Nederlands in het hoger onderwijs: onze reactie op oud-minister Ritzen

Vandaag stond deze ingezonden brief van ons in de NRC:

In zijn brief Buitenlandse studenten versterken EU (24/2) maakt voormalig minister van Onderwijs Jo Ritzen bezwaar tegen het stellen van taaleisen Nederlands in het hoger onderwijs. In het basis- en voortgezet onderwijs zou het Nederlands immers al voldoende onderwezen worden.
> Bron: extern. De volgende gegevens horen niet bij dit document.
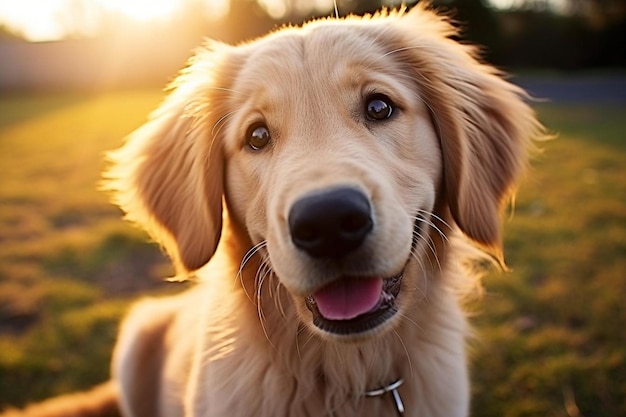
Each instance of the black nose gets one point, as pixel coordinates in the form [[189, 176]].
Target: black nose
[[330, 224]]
De heer Ritzen heeft deze taaleisen echter zelf gesteld, namelijk in de Wet op het hoger onderwijs (WHW) die hij als minister heeft ingediend en die sinds 1993 van kracht is. In artikel 1.3(5) staat het volgende: ‘[Universiteiten en hogescholen] richten zich in het kader van hun werkzaamheden op het gebied van het onderwijs wat betreft Nederlandstalige studenten mede op de bevordering van de uitdrukkingsvaardigheid in het Nederlands.’ Het Nederlands van de student moet tijdens de studie dus op hoger niveau worden gebracht dan het havo- of vwo-niveau, denkelijk het academische niveau. Als verdere uitwerking van deze verplichting is in artikel 7.2 WHW opgenomen: ‘Het onderwijs wordt gegeven en de examens worden afgenomen in het Nederlands’ (met incidentele uitzonderingen in geval van noodzaak). Waarom Ritzen oproept tot verdere ondermijning van zijn eigen – op dit punt uitstekende – wet is niet duidelijk.